SCRIBE File As Text and Unicode

March 26, 201511 yr

Hi,

I use a lot of 360works plugins happily but I have found something I can't figure out with the Scribe FileAsText function. Here's the set-up:

FM 12 Server Advanced -Middle Eastern version from winSoft (I need Arabic text among others for this db)

FM 12 Pro Advanced -Middle Eastern version from winSoft (I need Arabic text among others for this db)

IWP -hosted database on a Windows 2008 Server; SuperContainer is installed on this server. SC is working fine.

text fields are set for Unicode storage.

I use SuperContainer to browse and upload a file with Russian text.

I use a script that contains error trapping and the two essential functions:

#extract the text into a variable

Set Variable $text; Value: ScribeFileAsText(uploadedFile)

#put the extracted text into the text field with Unicode storage

Set Field (unicodeTextField; $text)

When I run this script to "extract the text," I get no error. Instead, I get gobbledy gook: it's got what looks like some half-width dread Unicode boxes interspersed with numbers, Roman letters, question marks and other alphanumeric symbols: it is just a mess .... hexcode? it is certainly something I've never seen before.

However, if I copy and paste the Russian text into the unicodeTextField, it looks fine --good Russian Cyrillic text. So that makes me think that the function ScribeFileAsText is not working with Unicode?

I have also tested this with Chinese --again, big problem: the extracted text looks like half-width Unicode boxes, not good Chinese ideographs. This also happens when I paste in the text from a Word docx.

I have also tested this with Korean --no problem: the extracted text is good Korean hangul.

Any ideas how to fix the Scribe output of FileAsText?

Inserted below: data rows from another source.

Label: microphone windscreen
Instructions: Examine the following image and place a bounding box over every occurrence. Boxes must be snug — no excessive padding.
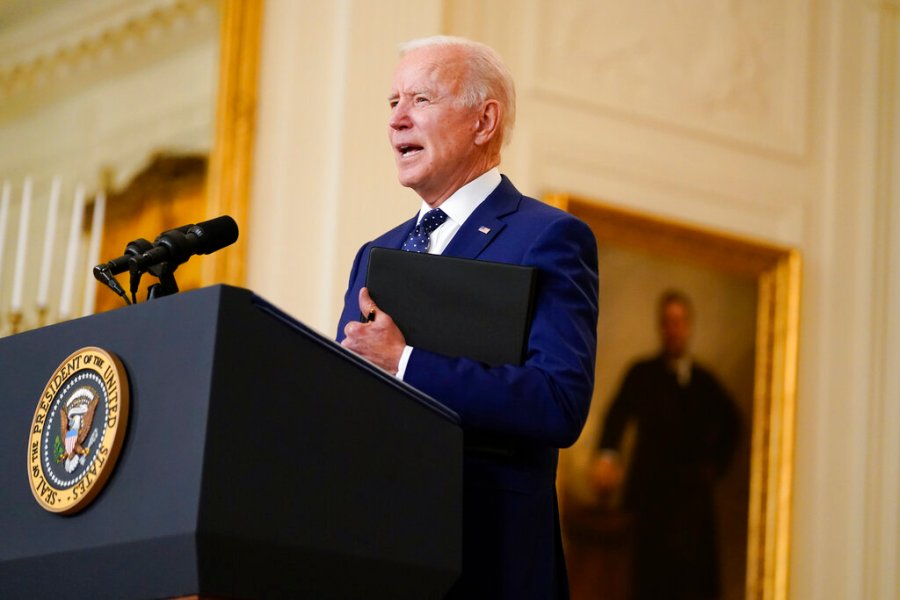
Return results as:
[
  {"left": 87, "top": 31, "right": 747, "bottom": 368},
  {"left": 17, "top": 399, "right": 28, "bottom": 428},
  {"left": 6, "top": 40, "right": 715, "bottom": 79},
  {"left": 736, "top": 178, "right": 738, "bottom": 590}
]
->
[{"left": 188, "top": 215, "right": 238, "bottom": 254}]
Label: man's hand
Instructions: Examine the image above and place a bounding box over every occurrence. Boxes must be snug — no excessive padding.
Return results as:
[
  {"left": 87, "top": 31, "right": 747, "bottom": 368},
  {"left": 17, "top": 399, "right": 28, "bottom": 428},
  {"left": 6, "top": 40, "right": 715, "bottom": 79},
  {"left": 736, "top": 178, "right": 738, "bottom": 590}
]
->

Are there settings on the FM server for special fonts that I need to set? Or on the Windows server? I use a Toshiba laptop to interface with the server and it can show all the writing systems I've mentioned just fine in Word docx (Roman, Cyrillic, Chinese and Korean).

Many thanks,

Carole

March 26, 201511 yr

Hi Carole,

It's possible that the source file is not unicode but rather another type of encoding and we are reading it as unicode hence the jumbled return you are seeing. Can you send us an example file so that I can test from here? If you can, you can upload the file here 360works.com/upload .

March 26, 201511 yr

Author

Thanks, Ryan! I made sure that the Russian document was encoded in Unicode (not UTF-8, just plain old Unicode on the Windows options) and SCRIBE worked to extract the text.

I am still working on the Chinese document--this is a docx document, but it still is coming through as half-width boxes.

Is there a way to error trap this problem --check the encoding of a file before extracting text?

Thanks,

Carole

March 27, 201511 yr

Carole,

I wouldn't suspect that Scribe is going to set any errors as you are still getting a return, albeit not a very useful one. However, you can use Scribe last error to see if anything is being set.

Docx files are a little more complicated. They have a lot going on "under the hood" compared to just a simple .txt file. I know that you can set the encoding of a docx file when you save it but I believe if its not specified it is unicode by default. Check to make sure the Chinese document is indeed saved in unicode. You can also set the encoding when you open a file. Consult this link for more details . It may be that when you open the file Word changes the encoding to properly display the text.